Our city has a curfew of midnight for any one under 18, and having once discussed this in the middle of the night with a police officer, I've asked my DD to be home by midnight until she turns 18 (solely so I don't have to discuss parenting with the police). 


If a similar thing happened with my DD as happened with yours, I would be more concerned about why she thinks she needs to lie. I'm a very mellow parent, and mostly I just want my kids to be SAFE. For me, it is super important to build the kind of relationship with my teens where they feel they can tell me what is going on, and that I will be on their side. So, while I'm not sure exactly what I would do, I would try to find a way to use the situation to work on my relationship with my teen rather than pretending that I could control her.


My parents worked very hard at controlling me, and it really didn't work in huge ways that weren't even safe for me. I'm working more on helping both my DDs learn to make good decisions for themselves for their own internal reasons. It makes since to me that my primary goal of Their Personal Safety should be a shared goal, and that the are best served by learning to navigate the larger world while still living at home where I can come and get them if they need to bail out of situation. 

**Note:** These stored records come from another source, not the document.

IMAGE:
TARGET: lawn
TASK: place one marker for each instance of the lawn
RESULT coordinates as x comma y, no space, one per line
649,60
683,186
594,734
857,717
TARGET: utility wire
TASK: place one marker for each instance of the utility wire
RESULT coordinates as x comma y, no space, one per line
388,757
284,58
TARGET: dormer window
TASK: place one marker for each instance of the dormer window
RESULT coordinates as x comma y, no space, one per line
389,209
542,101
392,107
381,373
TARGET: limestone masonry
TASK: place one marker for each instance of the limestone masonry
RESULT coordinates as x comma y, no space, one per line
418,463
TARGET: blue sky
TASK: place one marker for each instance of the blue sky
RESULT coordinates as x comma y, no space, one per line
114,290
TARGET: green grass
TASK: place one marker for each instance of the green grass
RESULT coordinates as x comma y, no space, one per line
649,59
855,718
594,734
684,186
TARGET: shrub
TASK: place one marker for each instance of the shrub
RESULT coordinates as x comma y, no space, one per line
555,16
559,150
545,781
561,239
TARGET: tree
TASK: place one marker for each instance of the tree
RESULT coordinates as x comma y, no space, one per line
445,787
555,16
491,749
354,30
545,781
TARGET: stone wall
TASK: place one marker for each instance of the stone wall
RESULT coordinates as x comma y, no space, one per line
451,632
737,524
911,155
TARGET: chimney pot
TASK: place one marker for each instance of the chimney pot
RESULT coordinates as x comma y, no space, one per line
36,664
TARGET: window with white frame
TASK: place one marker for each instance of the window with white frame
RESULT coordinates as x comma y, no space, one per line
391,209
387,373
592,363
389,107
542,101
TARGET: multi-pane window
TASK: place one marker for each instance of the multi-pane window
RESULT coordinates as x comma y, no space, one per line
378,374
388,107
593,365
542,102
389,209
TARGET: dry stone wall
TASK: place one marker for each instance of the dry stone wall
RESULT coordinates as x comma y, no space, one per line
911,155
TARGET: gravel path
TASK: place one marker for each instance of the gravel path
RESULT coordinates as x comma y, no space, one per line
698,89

(The switch from singular to plural is because I have one DD under 18, and one DD who is still a teen but legally an adult).


----------



## stormborn (Dec 8, 2001)

Kinda off topic, but how do city-wide curfews work, exactly? Can a teen be out after midnight with a parent? Another legal adult? I worked later than midnight on weekends for most of my teen years; are there exemptions for jobs?


----------



## happydaze (May 13, 2015)

I would guess it depends on the state and city. In our city, a teen under 18 would not be allowed to work after midnight. In fact, they can't work past 10 pm. It's a violation of the work permit they must obtain and the company must sign. I'm sure there are companies that violate those terms but they could be in serious legal trouble if they get caught.

Teens can be out with a parent past midnight. Cops don't go around looking for curfew breakers but they will card you especially if you're loitering around public places. Certainly, if you get pulled over driving past the curfew without holding a license a full year you will be ticketed and your provisional license threatened.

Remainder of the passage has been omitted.